Congatulations on the improvements. You're definitely headed down the right path, but I doubt the 25% conversion increase is significant with a $5 a day budget for testing unless you're getting large amounts of traffic and conversions from other sources.
Once you get Google Website Optimizer up you'll see that it not only tells you the difference in conversion rates, but also how statistically significant the results are.
True. Uniques to that page were a little under 100 visits a week. In addition to adsense, we tried some Facebook ads, blog posts, commenting on other blogs, and emails to get traffic.
Try a little simple SEO. It was true when I started creating websites in 1995, and it is true today. The page Title is the most important part of your page to search engines. Your <title>KartMe</title> doesn't help you at all. Keywords in a coherent phrase will treat you well. The Title is your friend. Oh, and use the meta description tag as well, while forgetting the meta keyword tag which Google ignores.
Almost as important as SERPs positioning from title enhancement is that the title and description (if you keep within the character limits) are your eye-anchors in those same SERPS, you want something to immediately make you stand out and also identify your unique proposition (just standing out will get your lots of bounces).

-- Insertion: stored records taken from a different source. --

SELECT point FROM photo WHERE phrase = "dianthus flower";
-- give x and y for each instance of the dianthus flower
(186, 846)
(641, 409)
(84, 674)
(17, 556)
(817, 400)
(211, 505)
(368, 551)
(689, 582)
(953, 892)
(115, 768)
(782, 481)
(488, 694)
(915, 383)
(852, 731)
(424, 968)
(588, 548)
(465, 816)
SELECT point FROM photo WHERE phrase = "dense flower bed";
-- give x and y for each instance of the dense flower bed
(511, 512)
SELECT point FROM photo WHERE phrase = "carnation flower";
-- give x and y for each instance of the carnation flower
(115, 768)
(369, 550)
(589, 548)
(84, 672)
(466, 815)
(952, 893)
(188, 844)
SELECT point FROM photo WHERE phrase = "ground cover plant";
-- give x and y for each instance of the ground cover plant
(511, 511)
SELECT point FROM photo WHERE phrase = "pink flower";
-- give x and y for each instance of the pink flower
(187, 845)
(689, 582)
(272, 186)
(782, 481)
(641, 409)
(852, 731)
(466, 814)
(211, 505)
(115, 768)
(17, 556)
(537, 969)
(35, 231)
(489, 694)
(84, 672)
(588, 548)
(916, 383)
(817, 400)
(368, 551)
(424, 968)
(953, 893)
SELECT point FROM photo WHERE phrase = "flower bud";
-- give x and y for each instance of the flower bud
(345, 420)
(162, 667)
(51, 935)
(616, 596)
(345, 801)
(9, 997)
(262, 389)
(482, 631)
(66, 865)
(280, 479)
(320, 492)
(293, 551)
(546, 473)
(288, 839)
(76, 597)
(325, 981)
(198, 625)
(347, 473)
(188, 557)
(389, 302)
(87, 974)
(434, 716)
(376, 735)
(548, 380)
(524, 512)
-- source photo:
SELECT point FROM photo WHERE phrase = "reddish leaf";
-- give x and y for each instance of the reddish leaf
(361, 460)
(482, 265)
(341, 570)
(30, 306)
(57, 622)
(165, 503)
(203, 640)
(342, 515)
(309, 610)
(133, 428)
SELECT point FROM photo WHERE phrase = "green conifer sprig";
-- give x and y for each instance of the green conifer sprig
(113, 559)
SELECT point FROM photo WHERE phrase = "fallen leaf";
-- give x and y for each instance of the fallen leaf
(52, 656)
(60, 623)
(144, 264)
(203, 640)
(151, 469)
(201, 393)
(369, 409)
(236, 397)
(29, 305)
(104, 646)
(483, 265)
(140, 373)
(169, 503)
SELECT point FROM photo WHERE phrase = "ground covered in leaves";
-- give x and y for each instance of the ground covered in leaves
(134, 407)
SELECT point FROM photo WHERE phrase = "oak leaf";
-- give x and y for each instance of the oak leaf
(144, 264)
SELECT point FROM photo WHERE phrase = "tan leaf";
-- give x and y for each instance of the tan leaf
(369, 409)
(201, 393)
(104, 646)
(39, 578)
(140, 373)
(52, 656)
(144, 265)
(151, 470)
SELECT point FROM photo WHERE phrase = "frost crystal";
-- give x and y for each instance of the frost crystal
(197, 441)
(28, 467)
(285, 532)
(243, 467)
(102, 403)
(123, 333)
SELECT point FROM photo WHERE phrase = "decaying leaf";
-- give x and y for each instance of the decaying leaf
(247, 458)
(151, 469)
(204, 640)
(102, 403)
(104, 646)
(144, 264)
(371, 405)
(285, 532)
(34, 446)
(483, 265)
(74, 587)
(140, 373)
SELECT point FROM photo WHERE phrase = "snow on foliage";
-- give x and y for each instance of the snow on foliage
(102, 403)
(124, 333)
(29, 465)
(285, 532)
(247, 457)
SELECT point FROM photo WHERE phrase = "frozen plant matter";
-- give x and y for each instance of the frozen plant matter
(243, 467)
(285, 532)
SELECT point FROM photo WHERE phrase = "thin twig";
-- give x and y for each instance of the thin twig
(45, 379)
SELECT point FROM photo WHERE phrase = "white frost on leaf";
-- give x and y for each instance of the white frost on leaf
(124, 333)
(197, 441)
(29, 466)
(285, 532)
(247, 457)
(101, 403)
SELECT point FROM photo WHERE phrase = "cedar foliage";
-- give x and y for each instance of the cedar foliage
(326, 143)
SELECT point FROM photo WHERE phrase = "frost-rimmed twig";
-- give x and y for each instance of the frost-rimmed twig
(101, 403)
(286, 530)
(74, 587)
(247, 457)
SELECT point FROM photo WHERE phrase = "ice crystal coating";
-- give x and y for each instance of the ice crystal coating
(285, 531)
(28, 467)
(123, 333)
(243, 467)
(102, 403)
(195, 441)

Plus a bonus for me is I now have an idea that I can generalise for my "lists" ___domain ... ;0)>
The "Stop emailing yourself" headline looks funny to me. It had to look at it a second time because when I first loaded the page I thought it was an ad and subconsciously skipped it.
I don't know why that is. I think maybe it's the font, coupled with the fact that it's on a white background.
It got my attention. Maybe not for the right reason though... I saw it and the first thing that popped into my head was the "stop punching yourself" joke.
I must be slow. You're headline says "Try it in 30 seconds!" How? Are you implying that it will only take me 30 seconds to register? I was expecting a link in that headline that would take me to a demo page.
The headline "All your favorites in lists" doesn't make any sense to me. I read a little of the blog post and then clicked through to your homepage to see what your site was about and I didn't digest it until I had gone through all your bullets and thought about it for a bit. You're making it too hard to understand something simple: "Organize your bookmarks" Use a verb in your headline - why do I want to stay on your site? What is it I can do? You can organize your bookmarks/favorites/whatever word you have for it[1]. Once I know what your site is offering me now I want to stick around and see what your novel approach is - I'm going to leave if I can't figure it out right away. The current headline doesn't hook me and in fact just confused me.
I almost didn't post this because your blog requires sign up to comment. Eliminate barriers!
After typing this whole comment I saw your subheading under your logo - take it out of there and make it your headline! That's what you do!
[1] - As a suggestion maybe show the word favorites for IE users and bookmarks for FF/Chrome users.
Great, let me know if you need more conversion optimization advice. I am into the business of churning out endless supply of conversion optimization tips :)
It couldn't auto generate a name, which makes sense. However, I didn't realize this and when I hit the kart this button, it came back and I didn't realize why. The message on top was too small and I didn't notice it.
Thanks. Saw that autogeneration issue in our error logs, but didn't see the the message we sent too small and/or in the wrong place! will make feedback messages stand out more. thanks!
It's the IE word for a bookmark, which may or may not happen to mark a favourite link.
Was it a conscious decision to limit the scope in marketing terms to groups of "favorite" items or do people in practise only add a very limited number of items to any group ("kart")?
Once you get Google Website Optimizer up you'll see that it not only tells you the difference in conversion rates, but also how statistically significant the results are.